Ох, шуньята-эл — такая шуньята... Надо же — чрезмерные пытки! Хотя, скорее, весь этот мир таков.
— Понятно. Что-то вроде Гамчикот. Что дальше? Есть еще, куда расти?
— Конечно. После Косных идет следующая ступень — Высокие маги. Их ранги — Амматум, Саму и Элиш. Об этом знают уже только шуннум (дворяне — автоматически перевел я для себя), поскольку иногда можно нанять таких магов для каких-нибудь сложных дел. Огромные деньги. Правда, я никогда не слышала, чтобы кто-то нанял мага Элиш, да и Саму тоже... в последний раз Ранмир Посох, Элиш Воздуха, участвовал в обороне Мкара от орд кулгу сто семьдесят лет назад.

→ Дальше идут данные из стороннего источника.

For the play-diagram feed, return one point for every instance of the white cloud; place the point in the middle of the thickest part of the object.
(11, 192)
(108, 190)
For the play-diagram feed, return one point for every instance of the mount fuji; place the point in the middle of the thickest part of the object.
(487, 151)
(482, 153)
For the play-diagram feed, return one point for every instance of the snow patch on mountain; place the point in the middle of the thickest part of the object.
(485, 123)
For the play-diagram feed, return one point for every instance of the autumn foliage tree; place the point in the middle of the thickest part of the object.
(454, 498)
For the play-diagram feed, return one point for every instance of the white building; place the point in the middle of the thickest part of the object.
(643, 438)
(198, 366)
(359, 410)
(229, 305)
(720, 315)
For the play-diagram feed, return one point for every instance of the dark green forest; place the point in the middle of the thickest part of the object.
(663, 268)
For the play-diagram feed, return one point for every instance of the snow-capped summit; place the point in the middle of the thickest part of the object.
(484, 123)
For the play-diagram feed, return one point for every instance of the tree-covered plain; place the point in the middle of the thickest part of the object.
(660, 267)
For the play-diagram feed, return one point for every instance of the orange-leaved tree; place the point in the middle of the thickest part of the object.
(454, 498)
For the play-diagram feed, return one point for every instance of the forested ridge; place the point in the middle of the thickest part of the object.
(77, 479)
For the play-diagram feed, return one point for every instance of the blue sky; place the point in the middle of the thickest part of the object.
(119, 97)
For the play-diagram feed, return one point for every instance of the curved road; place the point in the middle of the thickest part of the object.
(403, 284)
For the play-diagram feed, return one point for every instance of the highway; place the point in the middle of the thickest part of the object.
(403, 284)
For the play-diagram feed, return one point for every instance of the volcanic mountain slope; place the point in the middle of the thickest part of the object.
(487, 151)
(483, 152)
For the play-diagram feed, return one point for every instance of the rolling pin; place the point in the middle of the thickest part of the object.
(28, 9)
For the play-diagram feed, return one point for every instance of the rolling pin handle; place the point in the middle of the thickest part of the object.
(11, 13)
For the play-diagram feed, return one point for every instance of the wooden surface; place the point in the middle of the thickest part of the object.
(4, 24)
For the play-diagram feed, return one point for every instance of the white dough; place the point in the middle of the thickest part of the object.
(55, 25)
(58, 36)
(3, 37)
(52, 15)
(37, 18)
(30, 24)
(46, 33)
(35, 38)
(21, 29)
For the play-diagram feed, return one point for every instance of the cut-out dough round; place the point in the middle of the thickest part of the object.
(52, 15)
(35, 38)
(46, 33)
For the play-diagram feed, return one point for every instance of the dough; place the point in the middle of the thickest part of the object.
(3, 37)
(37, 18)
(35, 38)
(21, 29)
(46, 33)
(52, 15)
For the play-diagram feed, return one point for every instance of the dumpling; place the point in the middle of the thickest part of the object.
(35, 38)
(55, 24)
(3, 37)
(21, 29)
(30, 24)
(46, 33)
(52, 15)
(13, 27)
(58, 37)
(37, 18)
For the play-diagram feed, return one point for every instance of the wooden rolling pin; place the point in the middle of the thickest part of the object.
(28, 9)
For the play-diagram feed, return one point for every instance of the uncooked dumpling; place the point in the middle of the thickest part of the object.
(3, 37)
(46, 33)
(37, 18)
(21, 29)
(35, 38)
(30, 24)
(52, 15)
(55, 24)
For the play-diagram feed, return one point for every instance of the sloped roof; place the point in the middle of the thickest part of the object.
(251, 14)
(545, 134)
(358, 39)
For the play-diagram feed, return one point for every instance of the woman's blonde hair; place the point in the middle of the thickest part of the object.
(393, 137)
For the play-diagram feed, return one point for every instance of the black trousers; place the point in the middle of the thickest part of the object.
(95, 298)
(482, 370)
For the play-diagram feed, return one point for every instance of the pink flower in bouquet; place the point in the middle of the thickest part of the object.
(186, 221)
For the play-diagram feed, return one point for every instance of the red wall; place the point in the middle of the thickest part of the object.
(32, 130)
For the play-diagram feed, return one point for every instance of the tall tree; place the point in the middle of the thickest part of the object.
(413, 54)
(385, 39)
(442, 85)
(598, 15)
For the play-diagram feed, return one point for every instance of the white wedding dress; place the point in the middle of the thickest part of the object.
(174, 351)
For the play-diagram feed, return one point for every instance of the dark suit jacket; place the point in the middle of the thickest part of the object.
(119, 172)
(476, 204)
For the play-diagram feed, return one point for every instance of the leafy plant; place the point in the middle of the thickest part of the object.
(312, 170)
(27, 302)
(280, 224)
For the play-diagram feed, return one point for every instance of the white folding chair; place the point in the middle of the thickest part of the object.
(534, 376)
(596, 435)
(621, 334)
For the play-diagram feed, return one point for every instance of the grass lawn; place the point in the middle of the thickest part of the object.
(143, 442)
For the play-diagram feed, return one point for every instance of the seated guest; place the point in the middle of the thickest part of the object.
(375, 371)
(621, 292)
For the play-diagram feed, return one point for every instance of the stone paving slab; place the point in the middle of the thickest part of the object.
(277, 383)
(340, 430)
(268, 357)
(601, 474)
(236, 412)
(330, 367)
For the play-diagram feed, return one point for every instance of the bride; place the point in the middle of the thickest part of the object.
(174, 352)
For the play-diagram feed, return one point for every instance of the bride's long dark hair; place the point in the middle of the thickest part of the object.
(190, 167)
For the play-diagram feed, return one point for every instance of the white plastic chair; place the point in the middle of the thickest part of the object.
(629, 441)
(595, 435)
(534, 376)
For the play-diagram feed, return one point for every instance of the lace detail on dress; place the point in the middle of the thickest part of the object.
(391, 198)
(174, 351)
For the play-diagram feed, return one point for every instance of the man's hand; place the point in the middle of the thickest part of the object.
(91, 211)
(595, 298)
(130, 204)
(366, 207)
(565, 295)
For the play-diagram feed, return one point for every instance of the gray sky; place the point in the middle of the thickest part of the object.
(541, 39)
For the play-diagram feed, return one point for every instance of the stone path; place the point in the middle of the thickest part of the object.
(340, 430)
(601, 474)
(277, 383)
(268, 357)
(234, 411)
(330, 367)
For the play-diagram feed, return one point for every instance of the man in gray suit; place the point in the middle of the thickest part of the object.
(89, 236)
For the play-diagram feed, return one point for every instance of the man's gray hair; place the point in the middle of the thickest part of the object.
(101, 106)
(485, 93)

Ну как обороне — когда орды не сумели удержать на перевалах, они начали растекаться по равнинам предгорий... и Ранмиру понадобилось только два заклятия. Ураганы содрали всю траву и землю вместе с самими кулгу, скатали все это в жгуты и вбили обратно в ущелья, закупорив их наглухо. Последняя орда успела убраться, не дожидаясь третьего удара. Вообще-то, они зря струсили, Посох надорвался и не смог бы еще раз ударить с такой же силой... но я их понимаю. Там до сих пор только каменные россыпи да глина, лишь из ущелий ручьями и реками нанесло земли обратно.
— Мда. Прямо-таки, Второй Удар... Не обращай внимания, просто вспомнилось кое-что. Косные, Высокие... Значит, есть и какие-нибудь Высшие?

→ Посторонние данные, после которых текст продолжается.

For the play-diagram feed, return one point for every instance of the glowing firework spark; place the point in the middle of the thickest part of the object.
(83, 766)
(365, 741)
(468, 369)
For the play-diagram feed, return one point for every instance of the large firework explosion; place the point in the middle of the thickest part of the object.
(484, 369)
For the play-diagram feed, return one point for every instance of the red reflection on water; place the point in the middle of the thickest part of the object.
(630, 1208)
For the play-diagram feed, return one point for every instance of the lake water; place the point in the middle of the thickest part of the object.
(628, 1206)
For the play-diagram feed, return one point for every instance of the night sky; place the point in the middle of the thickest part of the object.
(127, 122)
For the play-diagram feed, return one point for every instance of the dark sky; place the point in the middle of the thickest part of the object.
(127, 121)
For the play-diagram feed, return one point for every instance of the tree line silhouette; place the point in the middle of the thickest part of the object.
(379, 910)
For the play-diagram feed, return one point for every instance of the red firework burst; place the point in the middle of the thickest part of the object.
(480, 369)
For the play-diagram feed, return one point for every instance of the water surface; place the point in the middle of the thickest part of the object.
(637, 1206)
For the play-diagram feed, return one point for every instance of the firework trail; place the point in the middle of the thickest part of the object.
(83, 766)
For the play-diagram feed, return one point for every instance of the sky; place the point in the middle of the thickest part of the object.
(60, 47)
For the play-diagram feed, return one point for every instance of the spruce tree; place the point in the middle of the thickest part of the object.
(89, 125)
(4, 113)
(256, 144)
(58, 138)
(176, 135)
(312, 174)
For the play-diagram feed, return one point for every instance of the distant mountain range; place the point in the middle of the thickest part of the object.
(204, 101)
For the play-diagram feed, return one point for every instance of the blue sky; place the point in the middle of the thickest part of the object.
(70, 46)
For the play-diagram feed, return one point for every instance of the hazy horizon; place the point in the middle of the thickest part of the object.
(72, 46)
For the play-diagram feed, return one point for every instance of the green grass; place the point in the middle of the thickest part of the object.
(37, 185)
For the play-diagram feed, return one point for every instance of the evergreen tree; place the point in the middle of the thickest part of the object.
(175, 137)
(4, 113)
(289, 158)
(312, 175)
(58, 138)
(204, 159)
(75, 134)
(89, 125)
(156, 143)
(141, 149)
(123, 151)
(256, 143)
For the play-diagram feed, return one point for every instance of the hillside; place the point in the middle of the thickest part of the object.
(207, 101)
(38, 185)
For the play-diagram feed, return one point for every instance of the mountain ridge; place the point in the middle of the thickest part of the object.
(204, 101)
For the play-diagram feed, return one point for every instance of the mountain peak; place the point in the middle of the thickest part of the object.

— Да. Тут я многого не расскажу, знаю только, что Высшие, или маги Духа, тоже делятся на три ранга: Архонт, Таумиэль, Эсфирот. Большего не спрашивай. Даже сколько их, где живут и есть ли они вообще — не знаю.
— Гм, а откуда тогда это известно?
— Э-э... — Дарзин замялась — Не знаю. Может, наставник говорил, а может, в книге какой прочитала.
Понятно. Коллективное бессознательное, так же, как с анекдотами — никто их не придумывает, но все знают.
— Слушай, такой вопрос — может ли маг быть шуном?
— До магистра включительно, да и тех было — по пальцам пересчитать. Это ведь взаимоисключающие пути, либо ты властвуешь, либо изучаешь тайны магии. Но и закон тоже есть. Амматум не могут носить регалии шуна, да им это и не нужно, хватает собственных башен.
— Ясно. Ладно, давай-ка этого твоего шупыра изучим. Кстати, почему болт отскочил, а твоя стрела воткнулась?
— Пошептала немного.
— Научишь?
— Если сможешь — конечно.
Я вывалил мешок с кусками плоского мертвеца на кресло, предварительно подстелив несколько слоев ткани. Впрочем, крови или иных жидкостей не было, сухая твердая плоть напоминала куски вяленого или копченого мяса. Еще раньше, во внутреннем дворе, я обследовал останки магическим восприятием и обнаружил, что им соответствует мешанина каких-то магических обрывков, довольно сложных, ранее, видимо, представлявших собой некую упорядоченную структуру. Все как один имели главным параметром М-3... немудрено для мертвеца-то. Здесь, в зале делать это было бессмысленно, слишком много слишком сложной магии вокруг. По крайней мере, для меня. При попытке обследовать магическую структуру спящего кресла я едва не заработал шок от сенсорной перегрузки, а уж работающего...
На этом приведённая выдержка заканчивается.